There were four provinces of Ireland: Connacht, Leinster, Munster and Ulster (there were other provinces, shown in the map appendix, but they were all eventually absorbed by the four). Each of these provinces had a king who vied to be king of all Ireland or Ard-Righ (High King). When a high king was decided upon, another took his place as king of the province and all the provincial kings paid homage to the high king.

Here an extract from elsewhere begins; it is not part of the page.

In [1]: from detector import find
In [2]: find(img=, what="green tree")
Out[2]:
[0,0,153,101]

Our family is from the province of Connacht which is located in the west of Ireland. It is named after Conn of the Hundred Battles. At one time the entire northen half of Ireland was known as Leth Cuin, or Conn's half. The word `Connacht' comes from the Ichta of Conn which in ancient Gaelic meant "the children of Conn" and was translated as meaning "territory possessed by the posterity of Conn". Over the centuries Ichta of Conn became Connichta, Connachta and then the relatively modern Connacht. Connacht is often shown in an anglicized version as Connaught.


















Showing the Baronies of each County





What is now County Mayo (and part of County Sligo) in Connacht was the domain of the Ui Fiachrach tribe. The Ui Fiachrach Muaide a subdivision of the main tribe, settled on the River Moy.

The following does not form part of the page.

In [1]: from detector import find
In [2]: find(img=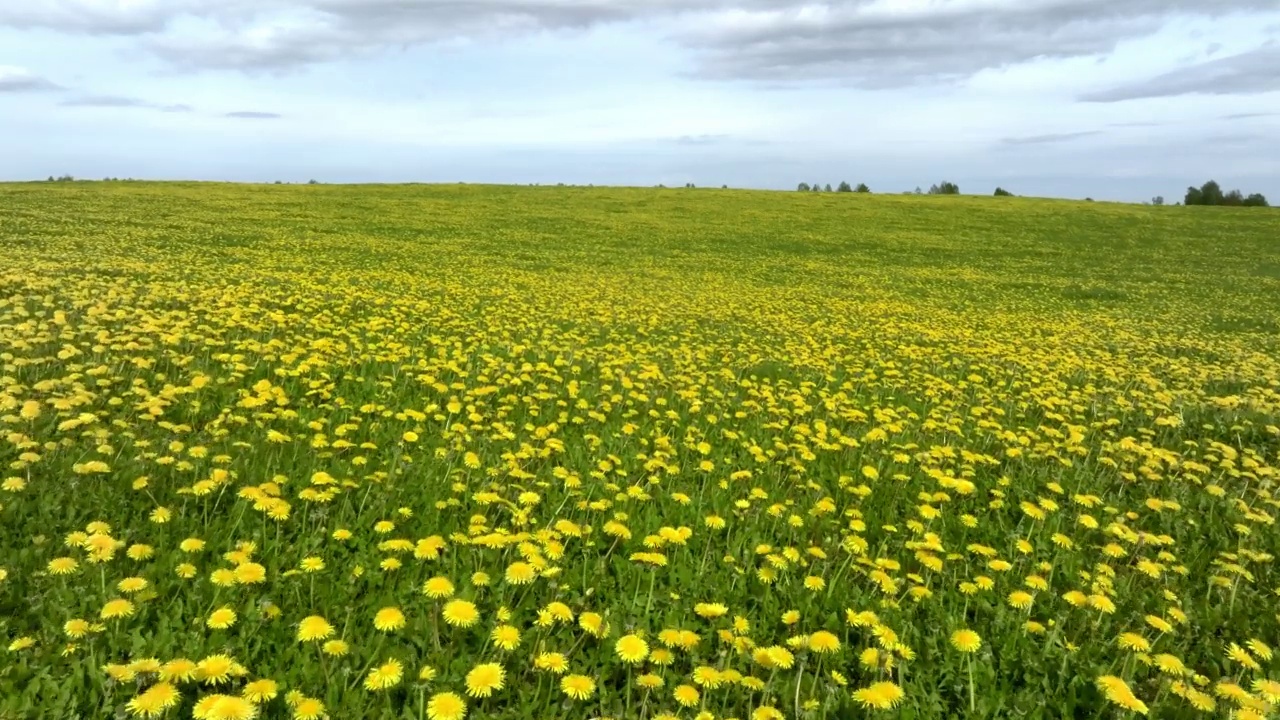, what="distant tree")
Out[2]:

The Moran Clan became a part of the Ui Fiachrach Muaide. We will have to go back a ways to put all this into perspective. Much of what follows about ancient names and places are from oral histories that were carried from generation to generation until early historians wrote them down. Their veracity has always been questioned although much has been supported by archaeological finds and deduction.



A map of the territory of Hy Fiachrach drawn by John Donovan and published with the work of Duald Mac Firbus

, The Genealogies, Tribes and Customs of Hy Fiachrach which he edited.

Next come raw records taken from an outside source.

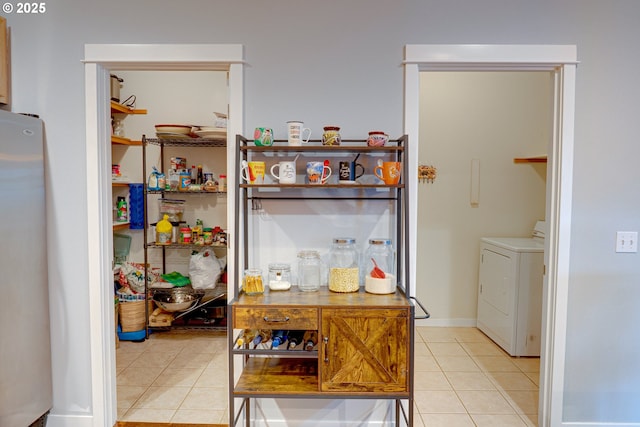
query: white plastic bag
[189,248,224,289]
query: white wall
[416,72,552,326]
[2,0,640,425]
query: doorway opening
[405,45,577,426]
[84,44,244,425]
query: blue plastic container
[129,184,144,230]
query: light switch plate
[616,231,638,252]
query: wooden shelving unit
[111,101,147,231]
[227,136,429,427]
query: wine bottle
[303,331,318,351]
[289,331,304,350]
[271,330,288,350]
[253,329,271,347]
[235,329,258,348]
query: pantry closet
[111,70,229,423]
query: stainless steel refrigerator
[0,110,52,427]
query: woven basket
[118,300,147,332]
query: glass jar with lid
[298,251,322,292]
[269,263,291,291]
[362,238,397,294]
[362,237,396,276]
[322,126,342,145]
[329,237,360,292]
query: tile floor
[116,329,229,424]
[116,326,540,427]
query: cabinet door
[319,308,409,393]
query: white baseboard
[416,318,477,328]
[47,413,94,427]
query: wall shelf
[111,101,147,114]
[513,155,547,163]
[111,135,142,145]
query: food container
[298,251,322,292]
[367,130,389,147]
[269,263,291,291]
[329,237,360,292]
[158,199,185,222]
[242,268,264,295]
[362,237,396,294]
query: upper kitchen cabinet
[0,16,9,104]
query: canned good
[218,174,227,193]
[179,227,191,244]
[202,227,213,245]
[242,268,264,295]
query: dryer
[477,221,544,356]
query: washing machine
[477,221,545,356]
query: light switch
[616,231,638,252]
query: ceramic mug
[373,162,402,185]
[271,162,296,184]
[241,160,266,184]
[367,130,389,147]
[287,121,311,146]
[307,162,331,184]
[253,128,273,147]
[338,161,364,183]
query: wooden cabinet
[0,16,11,104]
[320,308,410,395]
[231,287,413,399]
[227,136,428,426]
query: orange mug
[373,162,402,185]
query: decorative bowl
[153,287,204,312]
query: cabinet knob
[262,316,289,323]
[322,336,329,363]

The following maps also came from John Donovan and used by Mac Firbus and represent different names for what are essentially the same people, but as what they were called over the centuries and in some instances when a subdivision of what became Ui Fiachrach ascended to control of the overall tribe. In almost all cases the name of the tribe and territory are both derived from a progenitor of note, thus tribes sometimes changed their names to reflect a more recent family (tribal) hero.

The term 'Attacotic' derives from Athachtuathe, Aithech Tuatha meant the rent-paying peoples also referred to as the plebians in Roman times. They were most probably the Firbolgs and other conquered peoples- who had been in bondage and serfdom
to the Milesians for hundreds of years. The Aithech Tuatha was Latinized as Attacotti and later Anglicized as Attacots. The terms Domnonians, Firdomonian, Firdomnann, Firgaileoin, Firbolgs, Eremonians, Nemedians, Irrusdomnoun, Gamary, Calraige, Calraighe and some others all refer to the Attacotic (Fir Bolg) peoples (tribes) who inhabited what/who became Ui Fiachrach and were all of the same people. There were other Fir-Bolg tibes elsewhere in Ireland as shown by the map.